Input
testing on Linux [Remove white space] testing on Linux
Output
testing on Linux [Removewhitespace] testing on Linux
So, how can we just remove all the white space between the brackets and achieve output as given?
testing on Linux [Remove white space] testing on Linux
testing on Linux [Removewhitespace] testing on Linux
So, how can we just remove all the white space between the brackets and achieve output as given?
If the [, ] are balanced and not nested, you could use GNU awk as in:
gawk -v RS='[][]' '
NR % 2 == 0 {gsub(/\s/,"")}
{printf "%s", $0 RT}'
That is use [ and ] as the record separators instead of the newline character and remove blanks on every other records only.
With sed, with the additional requirement that there be no newline character inside [...]:
sed -e :1 -e 's/\(\[[^]]*\)[[:space:]]/\1/g;t1'
If they are balanced but may be nested as in blah [blih [1] bluh] asd, then you could use perl's recursion regexp operators like:
perl -0777 -pe 's{(\[((?:(?>[^][]+)|(?1))*)\])}{$&=~s/\s//rsg}gse'
Another approach, which would scale to very large files would be to use the (?{...}) perl regexp operator to keep track of the bracket depth like in:
perl -pe 'BEGIN{$/=\8192}s{((?:\[(?{$l++})|\](?{$l--})|[^][\s]+)*)(\s+)}
{"$1".($l>0?"":$2)}gse'
Actually, you can also process the input one character at a time like:
perl -pe 'BEGIN{$/=\1}if($l>0&&/\s/){$_=""}elsif($_ eq"["){$l++}elsif($_ eq"]"){$l--}'
That approach can be implemented with POSIX tools:
od -A n -vt u1 |
tr -cs 0-9 '[\n*]' |
awk 'BEGIN{b[32]=""; b[10]=""; b[12]=""} # add more for every blank
!NF{next}; l>0 && $0 in b {next}
$0 == "91" {l++}; $0 == "93" {l--}
{printf "%c", $0}'
With sed (assuming no newline inside the [...]):
sed -e 's/_/_u/g;:1' -e 's/\(\[[^][]*\)\[\([^][]*\)]/\1_o\2_c/g;t1' \
-e :2 -e 's/\(\[[^]]*\)[[:space:]]/\1/g;t2' \
-e 's/_c/]/g;s/_o/[/g;s/_u/_/g'
Are considered white space above any horizontal (SPC, TAB) or vertical (NL, CR, VT, FF...) spacing character in the ASCII charset.
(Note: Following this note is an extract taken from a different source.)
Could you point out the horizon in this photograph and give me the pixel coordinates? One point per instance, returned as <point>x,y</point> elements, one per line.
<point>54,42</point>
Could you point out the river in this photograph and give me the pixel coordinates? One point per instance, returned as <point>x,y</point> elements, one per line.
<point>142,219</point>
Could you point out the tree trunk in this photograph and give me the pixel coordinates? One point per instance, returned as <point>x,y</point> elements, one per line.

Depending on your locale, others might get included.
Perl 5.14 solution (which is shorter and IMO easier to read—especially if you format it over multiple lines in a file, instead of as a one-liner)
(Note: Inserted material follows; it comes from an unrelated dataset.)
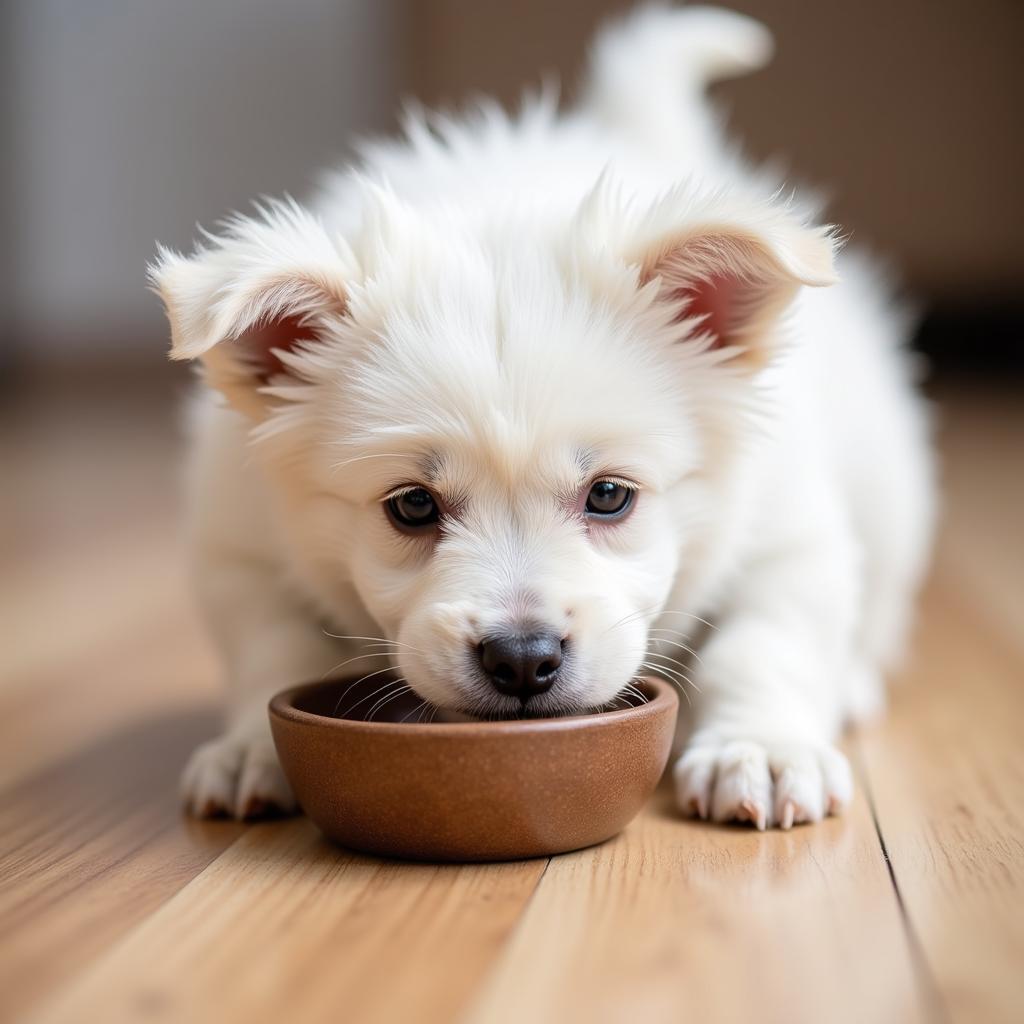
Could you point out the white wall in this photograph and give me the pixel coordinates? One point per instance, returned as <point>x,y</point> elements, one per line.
<point>131,120</point>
perl -pE 's{(\[ .*? \])}{$1 =~ y/ //dr}gex'
That works because in 5.14, the regular expression engine is re-entrant. Here it is, expanded out and commented:
s{
(\[ .*? \]) # search for [ ... ] block, capture (as $1)
}{
$1 =~ y/ //dr # delete spaces. you could add in other whitespace here, too
# d = delete; r = return result instead of modifying $1
}gex; # g = global (all [ ... ] blocks), e = replacement is perl code, x = allow extended regex
Perl solution:
perl -pe 's/(\[[^]]*?)\s([^][]*\])/$1$2/ while /\[[^]]*?\s[^][]*\]/'